No. Fidelity came in when 33x REPALCED 78s. 78s had been standard for
decades.

Doyle;
78s with high fidelity were a post WWII innovation. 78s were around before 'fidelity' happened. 33s were albums and a new marketing gimmick. Before WWII the equipment was not high fidelity, and it was the relative wealth of post WWII that founded audiophile tastes.

Doug,
Yeah. Good sound, fluent presentation, knowing what you're talking about, good musical interludes - all just bourgeois crap, right? Bad sound, stumbling speech, ignorant ranting, and "pamphletismo" music (a term I learned from Ned Sublette) - that's proof of authenticity. Produces those giant audiences Pacifica is famous for.

Doyle;
This is your pain button responding. We are not really talking technology this way. Your point is a stance about what radio ought to be.
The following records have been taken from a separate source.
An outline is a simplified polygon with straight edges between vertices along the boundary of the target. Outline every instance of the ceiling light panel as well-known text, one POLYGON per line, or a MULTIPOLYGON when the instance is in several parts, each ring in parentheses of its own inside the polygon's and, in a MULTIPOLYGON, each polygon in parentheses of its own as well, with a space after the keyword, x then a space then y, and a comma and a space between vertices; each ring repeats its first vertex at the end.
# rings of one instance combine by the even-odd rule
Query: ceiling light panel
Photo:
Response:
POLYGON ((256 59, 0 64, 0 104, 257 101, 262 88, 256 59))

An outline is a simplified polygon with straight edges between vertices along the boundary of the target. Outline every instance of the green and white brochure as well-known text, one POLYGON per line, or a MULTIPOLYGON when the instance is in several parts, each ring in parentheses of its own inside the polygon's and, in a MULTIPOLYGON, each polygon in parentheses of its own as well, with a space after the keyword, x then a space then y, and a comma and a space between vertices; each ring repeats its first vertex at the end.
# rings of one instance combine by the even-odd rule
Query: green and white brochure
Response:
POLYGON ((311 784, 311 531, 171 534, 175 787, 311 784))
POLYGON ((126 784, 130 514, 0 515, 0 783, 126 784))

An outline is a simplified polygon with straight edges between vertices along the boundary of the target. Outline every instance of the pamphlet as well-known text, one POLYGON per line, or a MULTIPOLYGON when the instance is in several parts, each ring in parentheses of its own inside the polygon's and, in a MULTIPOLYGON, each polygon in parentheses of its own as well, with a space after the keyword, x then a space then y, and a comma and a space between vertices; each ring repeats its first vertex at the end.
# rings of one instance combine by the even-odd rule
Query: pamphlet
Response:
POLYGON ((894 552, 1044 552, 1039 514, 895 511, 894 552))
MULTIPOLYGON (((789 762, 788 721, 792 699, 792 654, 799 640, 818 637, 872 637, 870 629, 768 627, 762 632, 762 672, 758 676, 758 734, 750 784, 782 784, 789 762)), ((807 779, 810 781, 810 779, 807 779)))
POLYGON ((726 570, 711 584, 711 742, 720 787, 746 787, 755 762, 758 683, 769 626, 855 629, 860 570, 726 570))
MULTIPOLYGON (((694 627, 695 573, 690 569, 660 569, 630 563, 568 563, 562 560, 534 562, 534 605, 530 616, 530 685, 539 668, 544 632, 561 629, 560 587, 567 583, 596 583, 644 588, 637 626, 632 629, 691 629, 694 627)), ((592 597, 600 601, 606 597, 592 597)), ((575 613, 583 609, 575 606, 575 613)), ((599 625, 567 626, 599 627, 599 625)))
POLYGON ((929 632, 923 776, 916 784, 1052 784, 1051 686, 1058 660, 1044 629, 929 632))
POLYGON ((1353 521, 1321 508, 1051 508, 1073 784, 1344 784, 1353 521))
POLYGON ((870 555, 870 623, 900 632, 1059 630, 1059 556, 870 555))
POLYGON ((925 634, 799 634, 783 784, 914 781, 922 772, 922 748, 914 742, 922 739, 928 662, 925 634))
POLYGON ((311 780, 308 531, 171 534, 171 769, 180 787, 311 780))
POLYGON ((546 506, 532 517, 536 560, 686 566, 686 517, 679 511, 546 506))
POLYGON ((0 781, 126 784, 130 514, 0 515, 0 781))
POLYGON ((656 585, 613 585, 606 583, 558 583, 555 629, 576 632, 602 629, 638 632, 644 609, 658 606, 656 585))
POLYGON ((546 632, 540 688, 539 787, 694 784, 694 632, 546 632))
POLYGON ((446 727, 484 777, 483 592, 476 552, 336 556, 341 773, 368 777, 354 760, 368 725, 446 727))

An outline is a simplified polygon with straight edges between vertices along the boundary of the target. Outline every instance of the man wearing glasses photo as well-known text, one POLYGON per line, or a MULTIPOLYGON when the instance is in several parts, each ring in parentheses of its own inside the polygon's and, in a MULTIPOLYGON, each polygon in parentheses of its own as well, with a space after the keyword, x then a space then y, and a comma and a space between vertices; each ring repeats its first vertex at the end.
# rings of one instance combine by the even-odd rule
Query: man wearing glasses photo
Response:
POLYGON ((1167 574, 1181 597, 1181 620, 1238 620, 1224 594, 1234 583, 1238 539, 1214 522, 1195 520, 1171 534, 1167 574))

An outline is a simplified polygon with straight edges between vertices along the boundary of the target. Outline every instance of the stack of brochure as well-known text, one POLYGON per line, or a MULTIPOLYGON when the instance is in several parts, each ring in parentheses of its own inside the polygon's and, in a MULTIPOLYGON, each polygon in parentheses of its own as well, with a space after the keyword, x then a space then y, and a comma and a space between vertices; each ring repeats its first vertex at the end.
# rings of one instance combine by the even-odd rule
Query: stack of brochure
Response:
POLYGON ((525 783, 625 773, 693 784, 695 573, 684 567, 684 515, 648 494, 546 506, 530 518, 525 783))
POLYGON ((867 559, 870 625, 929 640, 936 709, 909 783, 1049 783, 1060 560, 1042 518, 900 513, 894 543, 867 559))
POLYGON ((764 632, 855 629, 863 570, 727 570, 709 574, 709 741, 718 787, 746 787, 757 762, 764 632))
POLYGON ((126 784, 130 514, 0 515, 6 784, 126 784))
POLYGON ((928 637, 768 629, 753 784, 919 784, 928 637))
MP3 is a mass medium that kids use in their communities without special attention to fidelity. You don't mention social software, so your view of radio is like what a good broadcast is. That is eroded by the net, as you already point out by making this about fidelity. But for example KPFA has a big market on the internet already and growing. So fidelity is not really the issue in 'good' radio, it's the technology of mass distribution and what exchange of files means.

To be honest, I think my way is a great organizers stance. More community participating in the product, wider and shallower information like Wikipedia. Gradually as the process matures it creates stronger ties than stars do. Is Doug Henwood a star, well not in the way broadcast media is measured. So I am not casting aspersions on Doug.

But the sort of community ties I want to see building a mass movements just can't be made by your model. It is true things now are in their infancy, but you acknowledge some of my points by maintaining your distribution list. It functions for a small audience. Yet the contributers are talented above average people. Not stars mostly either.

Fidelity is a non issue about radio. It functioned decades ago as a marketing of 78s. Audiophiles are not a big market and don't influence sound at all.